Considerable effort and research has gone into the creation of a unit which will thermosiphon efficiently in the proper direction with the hot water storage tank positioned behind the collector panel. The main area addressed in the research was that of efficiently preventing reverse-siphoning of the unit at night so the hot water stored in the tank from the unit's daytime operation wouldn't be cooled. In essence, because the hot water tank is no longer elevated above the collector, in the evening and during other cold weather periods cool water in the collector will cause reverse-siphoning of the system, gradually filling the hot water tank up from the bottom with water which has been drawn from the top of the hot water tank, cooled in the collector which is now radiating heat, and then introduced as cooled water in the bottom of the hot water tank. This reversing-siphoning is precisely the system one would want if utilizing the stored water for space cooling in the daytime and operating the system at night. However, this is not ordinarily the case.
The reverse-siphoning difficulty cannot be resolved by putting in an ordinary check valve, because the flow forces are so minute that forward siphoning cannot be inhibited even to the extent of overcoming a check valve flap. Thus, research has turned toward the development of an effective, "thermic diode", which is simply a suitable check valve device that will stop or inhibit reverse flow and not substantially hinder forward flow.

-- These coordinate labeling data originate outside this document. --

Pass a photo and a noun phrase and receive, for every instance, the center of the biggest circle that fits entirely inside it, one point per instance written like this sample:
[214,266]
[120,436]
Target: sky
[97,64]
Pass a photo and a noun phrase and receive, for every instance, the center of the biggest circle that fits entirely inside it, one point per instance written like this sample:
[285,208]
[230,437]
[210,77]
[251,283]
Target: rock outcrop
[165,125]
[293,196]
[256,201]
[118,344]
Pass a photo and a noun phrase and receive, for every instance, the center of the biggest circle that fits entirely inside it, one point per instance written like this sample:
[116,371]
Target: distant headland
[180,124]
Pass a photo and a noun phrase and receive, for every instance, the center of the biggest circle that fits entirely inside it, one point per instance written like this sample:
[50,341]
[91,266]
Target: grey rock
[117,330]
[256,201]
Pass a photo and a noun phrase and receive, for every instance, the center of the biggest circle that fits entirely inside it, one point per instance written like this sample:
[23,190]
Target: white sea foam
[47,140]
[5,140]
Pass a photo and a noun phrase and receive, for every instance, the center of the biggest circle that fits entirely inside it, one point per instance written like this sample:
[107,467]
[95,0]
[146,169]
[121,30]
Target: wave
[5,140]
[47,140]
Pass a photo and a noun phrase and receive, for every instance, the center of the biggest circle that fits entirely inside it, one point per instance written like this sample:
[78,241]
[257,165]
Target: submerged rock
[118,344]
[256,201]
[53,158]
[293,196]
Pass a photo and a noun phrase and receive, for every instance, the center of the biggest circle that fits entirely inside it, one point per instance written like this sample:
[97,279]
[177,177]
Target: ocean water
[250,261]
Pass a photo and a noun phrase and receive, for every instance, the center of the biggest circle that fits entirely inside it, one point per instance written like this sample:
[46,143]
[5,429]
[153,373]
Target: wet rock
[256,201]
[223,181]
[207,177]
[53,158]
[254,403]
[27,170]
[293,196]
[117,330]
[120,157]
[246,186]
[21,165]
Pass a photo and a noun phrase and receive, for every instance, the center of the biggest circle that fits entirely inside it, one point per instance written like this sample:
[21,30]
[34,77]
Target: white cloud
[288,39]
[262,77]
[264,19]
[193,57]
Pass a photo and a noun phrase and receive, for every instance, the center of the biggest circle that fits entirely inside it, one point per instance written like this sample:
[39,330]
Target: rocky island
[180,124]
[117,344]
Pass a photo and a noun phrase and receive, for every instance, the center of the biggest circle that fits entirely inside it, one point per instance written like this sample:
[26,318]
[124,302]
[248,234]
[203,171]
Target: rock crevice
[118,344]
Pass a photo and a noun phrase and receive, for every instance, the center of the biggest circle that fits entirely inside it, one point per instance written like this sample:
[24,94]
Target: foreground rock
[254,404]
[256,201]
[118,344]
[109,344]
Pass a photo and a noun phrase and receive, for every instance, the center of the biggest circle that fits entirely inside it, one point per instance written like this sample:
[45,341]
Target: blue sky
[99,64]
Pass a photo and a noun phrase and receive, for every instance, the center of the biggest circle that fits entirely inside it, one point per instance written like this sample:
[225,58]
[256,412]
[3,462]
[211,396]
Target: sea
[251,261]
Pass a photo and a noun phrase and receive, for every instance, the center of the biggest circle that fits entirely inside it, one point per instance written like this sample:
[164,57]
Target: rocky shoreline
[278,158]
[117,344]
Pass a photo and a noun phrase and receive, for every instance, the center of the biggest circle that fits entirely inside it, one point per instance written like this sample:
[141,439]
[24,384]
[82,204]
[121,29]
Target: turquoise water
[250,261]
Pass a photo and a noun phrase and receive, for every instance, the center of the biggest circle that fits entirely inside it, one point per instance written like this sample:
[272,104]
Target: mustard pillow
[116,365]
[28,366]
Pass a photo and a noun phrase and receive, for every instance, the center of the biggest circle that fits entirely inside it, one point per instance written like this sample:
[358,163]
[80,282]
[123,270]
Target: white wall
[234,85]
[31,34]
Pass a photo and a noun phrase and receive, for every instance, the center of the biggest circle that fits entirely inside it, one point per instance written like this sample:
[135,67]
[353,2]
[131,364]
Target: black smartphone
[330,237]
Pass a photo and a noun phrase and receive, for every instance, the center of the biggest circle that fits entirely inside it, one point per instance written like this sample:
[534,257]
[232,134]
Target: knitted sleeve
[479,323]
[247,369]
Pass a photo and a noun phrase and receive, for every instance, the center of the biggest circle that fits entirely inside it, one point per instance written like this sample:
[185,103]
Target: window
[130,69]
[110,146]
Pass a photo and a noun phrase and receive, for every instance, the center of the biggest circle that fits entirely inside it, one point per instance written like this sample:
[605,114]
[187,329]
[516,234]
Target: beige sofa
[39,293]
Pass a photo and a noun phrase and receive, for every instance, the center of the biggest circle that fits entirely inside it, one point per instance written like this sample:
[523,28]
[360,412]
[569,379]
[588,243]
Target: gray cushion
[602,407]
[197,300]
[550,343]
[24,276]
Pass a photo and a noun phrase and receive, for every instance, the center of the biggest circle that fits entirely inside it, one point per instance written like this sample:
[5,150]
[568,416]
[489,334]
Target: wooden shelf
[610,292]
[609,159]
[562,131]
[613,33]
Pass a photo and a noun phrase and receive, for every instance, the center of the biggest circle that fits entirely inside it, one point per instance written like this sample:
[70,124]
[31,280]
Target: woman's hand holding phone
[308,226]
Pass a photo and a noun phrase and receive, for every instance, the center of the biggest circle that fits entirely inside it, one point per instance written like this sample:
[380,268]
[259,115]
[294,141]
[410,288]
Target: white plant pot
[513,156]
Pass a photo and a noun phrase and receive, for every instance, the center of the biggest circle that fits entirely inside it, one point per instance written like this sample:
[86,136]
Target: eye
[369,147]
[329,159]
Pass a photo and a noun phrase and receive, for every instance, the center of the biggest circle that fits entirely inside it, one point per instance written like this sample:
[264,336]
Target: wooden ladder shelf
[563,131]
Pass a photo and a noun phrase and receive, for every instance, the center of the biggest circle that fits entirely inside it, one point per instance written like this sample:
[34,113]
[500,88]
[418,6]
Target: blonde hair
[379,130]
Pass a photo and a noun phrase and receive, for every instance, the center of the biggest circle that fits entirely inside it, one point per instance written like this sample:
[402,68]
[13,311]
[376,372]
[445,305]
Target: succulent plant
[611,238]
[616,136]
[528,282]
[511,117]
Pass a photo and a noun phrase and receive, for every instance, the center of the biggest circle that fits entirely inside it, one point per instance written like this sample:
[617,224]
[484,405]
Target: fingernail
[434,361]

A thoroughly effective and simple for achieving this and one with which the instant inventor has knowledge, utilizes a chamber having an immiscible fluid floated on top of the working fluid of the system. A stub pipe extends to approximately the inter-liquid surface to provide for the flow of water in the forward direction out of the pipe. It requires a minute amount of energy for forward flow because the oil or other fluid floating atop the working fluid is of a very slightly different specific gravity and is very easily raised a small fraction of an inch for the introduction of working fluid past the floating oil. However, if the system attempts to reverse-flow, it draws an increasingly long column of oil vertically down into the stub pipe, causing an increasingly negative pressure head in this pipe, eventually causing a neutral net pressure head in the entire system which stops the flow. This might work, but only if the descending pipe is insulated.
Although the floating oil technique is effective, it is naturally somewhat delicate in its parameters and is not necessarily adapted to being slung around by workmen and installed at haphazard angles on roofs of varying slopes and, therefore, while providing a definite step forward in the art of integral flat plate collector systems, does not provide a fail-safe, rugged system that can withstand a considerable amount of abuse and installation at any angle and still function properly.